Rationale
External failure costs are illustrated by the scenario of calling patients after treatment to determine their satisfaction.
This scenario represents a situation where the facility seeks feedback on the quality of care provided after the service has been rendered, indicating a response to potential failures in meeting patient expectations. Such actions are aimed at addressing issues that could lead to dissatisfaction, which aligns with the concept of external failure costs.
A) External failure costs
External failure costs arise when products or services fail to meet customer expectations, resulting in dissatisfaction. In this case, the medical facility is proactively reaching out to patients post-treatment to assess and improve patient satisfaction, which is directly related to addressing any external failures that may have occurred during the care process.
B) Prevention costs
Prevention costs pertain to expenses incurred to prevent defects and ensure quality before a service is delivered.
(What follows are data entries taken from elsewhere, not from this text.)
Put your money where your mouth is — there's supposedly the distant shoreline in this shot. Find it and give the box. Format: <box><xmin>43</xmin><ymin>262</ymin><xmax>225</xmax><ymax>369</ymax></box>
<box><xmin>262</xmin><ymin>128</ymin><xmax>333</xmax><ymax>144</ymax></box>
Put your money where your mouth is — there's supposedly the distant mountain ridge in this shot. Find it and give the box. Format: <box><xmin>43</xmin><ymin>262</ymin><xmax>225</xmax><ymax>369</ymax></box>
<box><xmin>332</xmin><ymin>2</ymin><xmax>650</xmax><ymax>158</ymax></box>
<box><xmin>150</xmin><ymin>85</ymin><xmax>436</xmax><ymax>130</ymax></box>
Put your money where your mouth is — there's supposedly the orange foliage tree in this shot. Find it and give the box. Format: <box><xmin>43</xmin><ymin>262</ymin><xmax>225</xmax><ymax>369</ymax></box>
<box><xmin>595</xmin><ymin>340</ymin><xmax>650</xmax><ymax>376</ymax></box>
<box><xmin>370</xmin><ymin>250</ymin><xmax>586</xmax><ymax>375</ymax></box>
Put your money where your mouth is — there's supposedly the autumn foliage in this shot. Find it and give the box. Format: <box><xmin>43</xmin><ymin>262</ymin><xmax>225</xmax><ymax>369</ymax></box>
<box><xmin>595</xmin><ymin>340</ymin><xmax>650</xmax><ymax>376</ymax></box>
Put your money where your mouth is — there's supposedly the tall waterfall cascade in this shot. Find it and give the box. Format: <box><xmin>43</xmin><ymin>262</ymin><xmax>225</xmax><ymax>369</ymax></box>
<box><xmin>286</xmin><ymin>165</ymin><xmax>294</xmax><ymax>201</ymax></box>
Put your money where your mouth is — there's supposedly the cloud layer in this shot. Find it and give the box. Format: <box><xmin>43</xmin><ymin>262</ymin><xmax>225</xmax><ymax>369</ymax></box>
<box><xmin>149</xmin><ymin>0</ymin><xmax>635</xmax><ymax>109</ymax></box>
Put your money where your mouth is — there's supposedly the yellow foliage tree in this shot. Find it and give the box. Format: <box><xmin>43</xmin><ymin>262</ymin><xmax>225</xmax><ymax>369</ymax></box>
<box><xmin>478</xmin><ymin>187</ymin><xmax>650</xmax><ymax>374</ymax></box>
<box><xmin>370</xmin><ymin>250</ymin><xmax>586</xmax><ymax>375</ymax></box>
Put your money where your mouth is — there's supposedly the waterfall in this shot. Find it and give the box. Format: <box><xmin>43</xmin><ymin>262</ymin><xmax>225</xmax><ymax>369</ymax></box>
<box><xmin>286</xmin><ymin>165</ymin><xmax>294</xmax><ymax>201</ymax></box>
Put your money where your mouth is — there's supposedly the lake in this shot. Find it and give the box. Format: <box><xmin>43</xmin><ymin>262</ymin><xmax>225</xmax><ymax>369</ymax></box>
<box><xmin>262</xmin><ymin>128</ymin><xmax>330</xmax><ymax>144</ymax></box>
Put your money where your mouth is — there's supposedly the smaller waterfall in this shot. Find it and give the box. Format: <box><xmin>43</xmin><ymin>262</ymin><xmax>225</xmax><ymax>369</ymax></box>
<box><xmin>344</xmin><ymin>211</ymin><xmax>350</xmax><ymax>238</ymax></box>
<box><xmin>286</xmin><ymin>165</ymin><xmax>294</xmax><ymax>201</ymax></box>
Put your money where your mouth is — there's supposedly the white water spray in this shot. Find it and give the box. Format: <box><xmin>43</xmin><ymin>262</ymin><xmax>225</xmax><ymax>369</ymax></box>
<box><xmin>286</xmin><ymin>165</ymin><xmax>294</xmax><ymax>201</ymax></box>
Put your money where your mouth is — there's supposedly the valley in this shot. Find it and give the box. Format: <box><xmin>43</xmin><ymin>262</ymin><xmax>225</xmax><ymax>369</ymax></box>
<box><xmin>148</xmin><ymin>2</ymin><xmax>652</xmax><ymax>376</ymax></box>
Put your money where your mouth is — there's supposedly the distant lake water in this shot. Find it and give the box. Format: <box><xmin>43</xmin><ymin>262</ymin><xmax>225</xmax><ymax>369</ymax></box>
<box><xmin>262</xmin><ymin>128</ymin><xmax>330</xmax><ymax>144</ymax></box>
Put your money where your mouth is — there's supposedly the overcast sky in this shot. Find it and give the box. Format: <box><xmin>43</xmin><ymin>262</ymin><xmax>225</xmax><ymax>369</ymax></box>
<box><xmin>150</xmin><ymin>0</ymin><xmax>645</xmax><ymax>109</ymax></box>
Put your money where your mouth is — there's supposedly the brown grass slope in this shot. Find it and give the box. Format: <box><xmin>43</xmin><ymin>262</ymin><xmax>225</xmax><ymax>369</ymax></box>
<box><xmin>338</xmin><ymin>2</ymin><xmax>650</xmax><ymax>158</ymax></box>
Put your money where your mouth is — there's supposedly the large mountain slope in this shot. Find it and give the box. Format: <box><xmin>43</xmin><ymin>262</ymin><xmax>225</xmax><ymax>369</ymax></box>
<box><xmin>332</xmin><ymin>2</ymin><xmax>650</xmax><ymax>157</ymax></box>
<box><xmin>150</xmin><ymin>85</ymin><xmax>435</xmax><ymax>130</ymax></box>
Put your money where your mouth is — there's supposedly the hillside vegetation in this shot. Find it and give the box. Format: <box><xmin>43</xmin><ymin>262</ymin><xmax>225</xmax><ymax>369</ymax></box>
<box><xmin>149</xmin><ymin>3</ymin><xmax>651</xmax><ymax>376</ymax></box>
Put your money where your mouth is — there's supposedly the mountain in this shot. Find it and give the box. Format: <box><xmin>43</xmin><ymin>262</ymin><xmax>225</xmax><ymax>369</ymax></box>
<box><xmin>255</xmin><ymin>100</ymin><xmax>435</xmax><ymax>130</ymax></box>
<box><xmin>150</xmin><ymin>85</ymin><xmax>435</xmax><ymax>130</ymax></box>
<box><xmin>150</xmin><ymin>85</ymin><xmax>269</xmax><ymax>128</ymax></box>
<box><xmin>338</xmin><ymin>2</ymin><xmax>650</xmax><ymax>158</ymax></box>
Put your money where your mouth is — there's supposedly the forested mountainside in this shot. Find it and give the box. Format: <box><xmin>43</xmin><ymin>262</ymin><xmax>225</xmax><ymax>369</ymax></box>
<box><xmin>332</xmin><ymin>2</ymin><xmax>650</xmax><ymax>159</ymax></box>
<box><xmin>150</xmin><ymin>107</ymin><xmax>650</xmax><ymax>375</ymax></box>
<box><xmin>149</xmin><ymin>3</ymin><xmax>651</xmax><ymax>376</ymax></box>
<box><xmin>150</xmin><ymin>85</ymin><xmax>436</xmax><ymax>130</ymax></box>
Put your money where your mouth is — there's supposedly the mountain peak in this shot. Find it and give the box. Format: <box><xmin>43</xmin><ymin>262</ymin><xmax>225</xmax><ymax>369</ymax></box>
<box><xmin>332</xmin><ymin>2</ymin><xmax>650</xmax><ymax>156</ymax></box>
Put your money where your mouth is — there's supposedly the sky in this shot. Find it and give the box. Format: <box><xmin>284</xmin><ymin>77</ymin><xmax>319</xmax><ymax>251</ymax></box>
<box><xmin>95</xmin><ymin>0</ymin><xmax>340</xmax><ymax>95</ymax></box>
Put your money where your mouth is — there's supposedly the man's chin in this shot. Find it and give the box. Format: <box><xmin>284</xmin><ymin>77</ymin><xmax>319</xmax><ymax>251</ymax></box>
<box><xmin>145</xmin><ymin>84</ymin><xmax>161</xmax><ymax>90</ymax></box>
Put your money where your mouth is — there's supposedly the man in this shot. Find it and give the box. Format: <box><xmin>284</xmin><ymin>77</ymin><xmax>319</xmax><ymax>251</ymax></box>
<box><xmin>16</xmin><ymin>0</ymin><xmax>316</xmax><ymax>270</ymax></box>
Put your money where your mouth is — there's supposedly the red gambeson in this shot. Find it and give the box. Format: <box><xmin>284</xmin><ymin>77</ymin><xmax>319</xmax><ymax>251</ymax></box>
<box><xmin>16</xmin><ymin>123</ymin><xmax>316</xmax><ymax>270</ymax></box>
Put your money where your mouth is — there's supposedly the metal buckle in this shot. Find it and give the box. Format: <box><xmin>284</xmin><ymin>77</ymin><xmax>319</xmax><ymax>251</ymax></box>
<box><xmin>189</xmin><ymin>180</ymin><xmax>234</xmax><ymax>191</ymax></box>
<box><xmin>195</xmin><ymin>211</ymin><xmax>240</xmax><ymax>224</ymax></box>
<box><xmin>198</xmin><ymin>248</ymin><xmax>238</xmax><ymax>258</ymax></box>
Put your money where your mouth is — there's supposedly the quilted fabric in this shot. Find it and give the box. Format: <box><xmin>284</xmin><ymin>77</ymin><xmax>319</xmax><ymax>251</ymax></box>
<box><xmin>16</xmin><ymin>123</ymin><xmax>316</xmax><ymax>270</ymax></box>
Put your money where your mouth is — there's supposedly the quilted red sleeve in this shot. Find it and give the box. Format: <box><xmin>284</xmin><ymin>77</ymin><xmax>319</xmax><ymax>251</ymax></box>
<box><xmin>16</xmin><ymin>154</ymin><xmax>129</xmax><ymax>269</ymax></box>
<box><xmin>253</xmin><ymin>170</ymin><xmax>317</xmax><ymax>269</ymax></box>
These costs include training staff and improving processes to avoid issues from arising in the first place. In contrast, the scenario describes an action taken after the service has been provided, thus not fitting the definition of prevention costs.
C) Appraisal costs
Appraisal costs involve expenses related to measuring and assessing the quality of services or products to ensure they meet quality standards. While patient feedback can be a form of appraisal, it occurs after the treatment rather than as a measure of quality during the service, making it less applicable in this context.
D) Internal failure costs
Internal failure costs are incurred when defects are identified before delivery to the customer, such as rework or scrap. The scenario does not describe any failure occurring within the facility before service delivery; rather, it focuses on evaluating patient satisfaction after treatment, which does not align with internal failures.
Conclusion
The scenario of a medical facility contacting patients post-treatment to gauge their satisfaction exemplifies external failure costs, as it addresses the consequences of not meeting patient expectations. This proactive approach underscores the facility's commitment to quality improvement and customer satisfaction, distinguishing it from prevention, appraisal, and internal failure costs, which are concerned with different stages of the quality management process.